Die Kilianquelle und das Kilianfloß versorgten bis ins 16. Jahrhundert die Einwohner Michelstadts mit frischem Wasser.

Von der Brunnenkammer verläuft das Kilianfloß ca. 500 Meter oberirdisch, bis das sprudelende Nass in einem Erdtrichter, einer sogenannten Doline, verschwindet. Nach weiterem, ca. 1000 Meter unterirdischem Verlauf, tritt das Wasser am Michelstädter Kirchenhügel wieder zu Tage und speist den Bachlauf des  heutigen Stadtgartens und weitere Laufbrunnen in der Innenstadt.

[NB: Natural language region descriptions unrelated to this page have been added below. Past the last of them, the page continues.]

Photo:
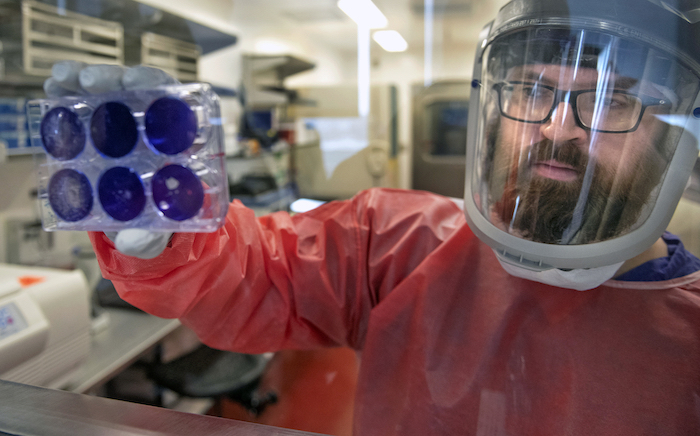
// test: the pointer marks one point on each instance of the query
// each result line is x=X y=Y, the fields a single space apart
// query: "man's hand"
x=78 y=78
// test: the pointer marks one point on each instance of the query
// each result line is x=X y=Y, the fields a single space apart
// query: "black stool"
x=210 y=373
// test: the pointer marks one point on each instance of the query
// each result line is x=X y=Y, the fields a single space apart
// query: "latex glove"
x=140 y=243
x=78 y=78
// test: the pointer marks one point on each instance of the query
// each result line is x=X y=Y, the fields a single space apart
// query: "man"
x=577 y=156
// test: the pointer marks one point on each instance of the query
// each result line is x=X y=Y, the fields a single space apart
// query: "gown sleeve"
x=280 y=281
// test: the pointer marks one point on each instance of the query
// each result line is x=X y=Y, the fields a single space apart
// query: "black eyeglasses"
x=607 y=111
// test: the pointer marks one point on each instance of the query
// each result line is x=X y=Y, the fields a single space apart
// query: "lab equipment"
x=44 y=324
x=150 y=159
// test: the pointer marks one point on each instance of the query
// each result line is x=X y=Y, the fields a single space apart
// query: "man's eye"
x=531 y=91
x=616 y=100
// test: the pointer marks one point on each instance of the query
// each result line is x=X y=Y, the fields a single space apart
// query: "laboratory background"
x=319 y=99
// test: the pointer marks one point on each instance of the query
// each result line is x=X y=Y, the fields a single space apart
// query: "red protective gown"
x=450 y=344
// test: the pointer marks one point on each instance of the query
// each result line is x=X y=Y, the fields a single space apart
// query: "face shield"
x=581 y=142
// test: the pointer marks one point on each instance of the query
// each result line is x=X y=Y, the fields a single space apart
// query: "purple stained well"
x=62 y=133
x=70 y=195
x=171 y=126
x=177 y=192
x=121 y=193
x=113 y=129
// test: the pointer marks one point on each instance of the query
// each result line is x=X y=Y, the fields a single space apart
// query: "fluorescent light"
x=390 y=40
x=364 y=13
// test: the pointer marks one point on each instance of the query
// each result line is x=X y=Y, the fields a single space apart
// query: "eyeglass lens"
x=608 y=110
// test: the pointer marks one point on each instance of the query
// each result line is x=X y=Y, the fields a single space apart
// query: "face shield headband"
x=573 y=142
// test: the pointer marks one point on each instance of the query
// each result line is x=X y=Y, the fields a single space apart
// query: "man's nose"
x=562 y=125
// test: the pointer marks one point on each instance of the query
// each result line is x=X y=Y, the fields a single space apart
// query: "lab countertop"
x=128 y=334
x=30 y=410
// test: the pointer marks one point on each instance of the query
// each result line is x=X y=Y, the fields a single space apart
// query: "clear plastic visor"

Das Phänomen des unteririschen Verlaufs des Kilianfloßes kommt aufgrund der Bodenbeschaffenheit zustande. Der Untergrund besteht aus Muschelkalk. Dieser ist sehr porös und zerklüftet, so dass ein Wasserfluss ungehindert möglich ist.

Der Wasserbedarf für Mensch und Tier wurde durch gefasste Naturquellen und die Zusammenführung verschiedener Naturquellen in Brunnenkammern gedeckt. So ist es nur natürlich, dass diese Quellen sehr sorgsam gehegt, gepflegt und überwacht werden.

Damit das Quellwasser von der Brunnenkammer zu den Menschen in die Stadt oder Dorf gelangte, mussten Wasserleitungen verlegt werden. Dies geschah mittels Fichtenstämmen (Durchmesser zw. 12 und 20 cm) die von beiden Seiten mit einem Löffelbohrer in Längsrichtung mittig gebohrt wurden. Mittels konisch zulaufenden Eisenbuchsen wurden die Baumstämme zusammen gefügt. Die Schnittstellen wurden mit Eisenringen von außen verstärkt. Durch die zusammengefügten Holzleitungen wurde das Quellwasser zu den einzelnen Laufbrunnen des Ortes geleitet, wo das Wasser der Einwohnerschaft zur Verfügung stand. Durch den Wassermeister musste immer ein entsprechender Vorrat an Deicheln auf Lager gehalten werden, um entsprechenden Schadstellen sofort beheben zu können. In der Michelstädter Altstadt wurden fünf Laufbrunnen mit diesem Quellwasser versorgt.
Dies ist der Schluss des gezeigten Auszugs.